Accolades flowed during Friday’s Sneak Peek Gala to introduce the renovated Lake County Public Library along U.S. 30. The 114,159-square-foot building includes 10,542 square feet of increased space at a cost of $10.5 million. By repurposing and recycling materials, the project saved more than $990,000.
The project was designed by Carras-Szany-Kuhn & Associates to be constructed around the original building. Once the outer shell was finished, the walls inside were demolished. This allowed patrons to continue using the library, said Carol Moore, of the Lake County Public Library Foundation, the organizer of Friday’s gala.
U.S. District Judge Joseph Van Bokkelen and David Wilkinson, president of Strack & Van Til, served as honorary co-chairmen of the invitation-only gala attended by 180 individuals who enjoyed the hors d’oeuvres, carving stations, desserts and musical entertainment.
The event took guests from the main level to the lower and upper levels for refreshments and different types of musical entertainment by local bands, including String Fever playing hammer dulcimers, jazz played by The Billy Foster Trio and blues by Lady Sax.
The event also dedicated a number of new features in the library building that was an 18-month undertaking to reconstruct a new energy-efficient facility while repurposing many areas and resources, Moore said.
One of those dedications was for the Lawrence A. Acheff Gallery in the main level, which displays the library’s original South Shore Line Poster Collection.

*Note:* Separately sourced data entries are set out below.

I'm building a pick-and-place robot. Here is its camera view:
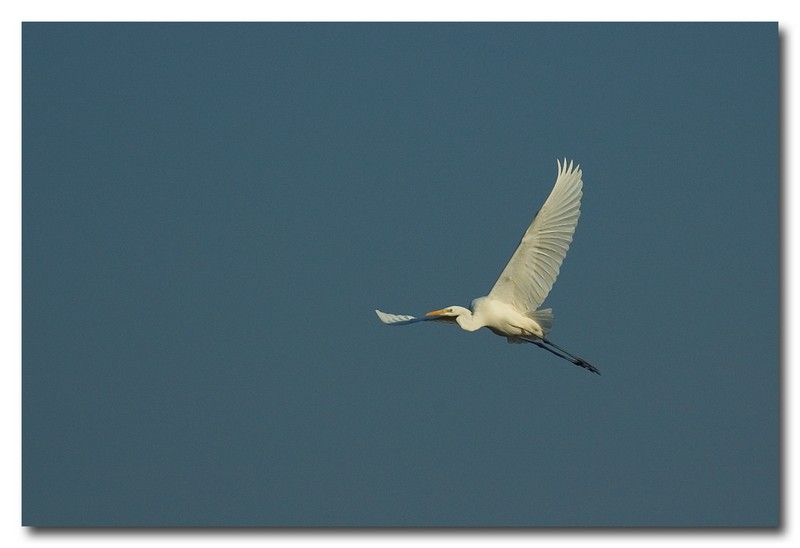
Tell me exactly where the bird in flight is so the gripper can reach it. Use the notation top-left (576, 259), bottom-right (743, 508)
top-left (375, 158), bottom-right (600, 375)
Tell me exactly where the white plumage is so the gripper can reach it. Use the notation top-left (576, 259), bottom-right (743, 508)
top-left (375, 159), bottom-right (599, 374)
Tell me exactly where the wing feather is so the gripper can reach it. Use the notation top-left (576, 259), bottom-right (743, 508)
top-left (375, 310), bottom-right (456, 325)
top-left (488, 158), bottom-right (583, 312)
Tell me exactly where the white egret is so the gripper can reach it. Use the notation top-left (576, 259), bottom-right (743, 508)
top-left (375, 158), bottom-right (600, 374)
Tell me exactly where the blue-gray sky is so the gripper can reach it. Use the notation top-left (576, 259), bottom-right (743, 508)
top-left (22, 24), bottom-right (780, 526)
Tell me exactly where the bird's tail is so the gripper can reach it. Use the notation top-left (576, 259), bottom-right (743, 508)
top-left (526, 308), bottom-right (553, 336)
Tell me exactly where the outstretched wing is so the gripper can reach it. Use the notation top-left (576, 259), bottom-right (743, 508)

“I was so excited when I found out the library owned these original posters, most from the 1920s,” Moore said.
“Young Readers," a bronze statue donated by the Merrillville Rotary Club, also was dedicated in the newly expanded children’s area. The artist depicted two young children sharing a book while sitting on a park bench.
“The Reader” by Hermann Gurfinkel has been moved to the upper level where it is lighted and “just glows,” Moore said. The large white statue of a woman reclining while reading had been in the original front of the library, but wasn’t often seen by drivers whizzing by on U.S. 30, she said.
Ana Marie Grandfield, library director, said the $10.5 million renovation project had two major purposes — to make the library energy-efficient and to expand and repurpose the space.
“We had to upgrade the HVAC (heating, ventilation and air conditioning) and replace the windows for a ‘green’ building,” she said. “We have also been able to create a Merrillville branch library and a separate administrative office.”